L’hypothèse d’une pancréatite chronique est aussi utile à envisager car les chats atteints peuvent ne pas vomir, ni présenter de signes évidents d’inconfort abdominal ; en revanche, leur consommation alimentaire peut baisser de façon variable. Bien que le diagnostic de certitude implique de faire un examen histopathologique du pancréas, une présomption clinique peut généralement être faite lorsque des signes cliniques (parfois limités à l’hyporexie) sont associés à des résultats évocateurs après échographie abdominale ou mesure de l’immunoréactivité de la lipase pancréatique (PLI) spécifique du chat. Une augmentation de ce paramètre indique fortement une atteinte des cellules acineuses du pancréas ; cela ne suffit cependant pas forcément à expliquer la perte de poids du chat et la possibilité d’une maladie digestive concomitante ou d’autres troubles systémiques doivent être envisagés 16. De plus, une inflammation pancréatique peut évoluer de façon intermittente, si bien qu’un résultat inclus dans l’intervalle de référence n’exclut pas la possibilité d’épisodes inflammatoires cycliques ; dans ce contexte, il peut être utile de répéter les mesures de la PLI.

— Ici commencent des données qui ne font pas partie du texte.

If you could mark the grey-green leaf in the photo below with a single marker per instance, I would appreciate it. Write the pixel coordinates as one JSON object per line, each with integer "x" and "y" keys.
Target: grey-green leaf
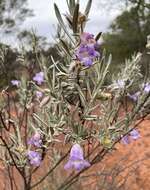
{"x": 75, "y": 18}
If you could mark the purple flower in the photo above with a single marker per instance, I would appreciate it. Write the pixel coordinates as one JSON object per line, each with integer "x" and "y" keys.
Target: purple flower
{"x": 87, "y": 38}
{"x": 35, "y": 140}
{"x": 125, "y": 140}
{"x": 147, "y": 87}
{"x": 39, "y": 94}
{"x": 39, "y": 78}
{"x": 34, "y": 157}
{"x": 76, "y": 159}
{"x": 15, "y": 82}
{"x": 135, "y": 96}
{"x": 134, "y": 135}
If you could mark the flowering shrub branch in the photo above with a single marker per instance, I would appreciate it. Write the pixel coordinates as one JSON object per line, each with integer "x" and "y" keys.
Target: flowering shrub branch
{"x": 69, "y": 101}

Pour mémoire, chez le chien, la protéine C-réactive est reconnue comme un nouveau biomarqueur des affections inflammatoires et des concentrations élevées ont été associées à de nombreux troubles 17. Cette protéine est produite pendant la phase aiguë et sa concentration augmente considérablement (souvent > 20 fois) chez le chien suite à une inflammation, une blessure ou un processus tumoral. Malheureusement, la protéine C-réactive ne semble pas être utile chez le chat et dans cette espèce, elle n’est pas considérée comme un indicateur fiable d’une maladie sous-jacente inflammatoire ou cancéreuse. Une étude a échoué à différencier les chats cliniquement normaux des chats venant d’être opérés en se basant sur la concentration sérique de cette protéine 18.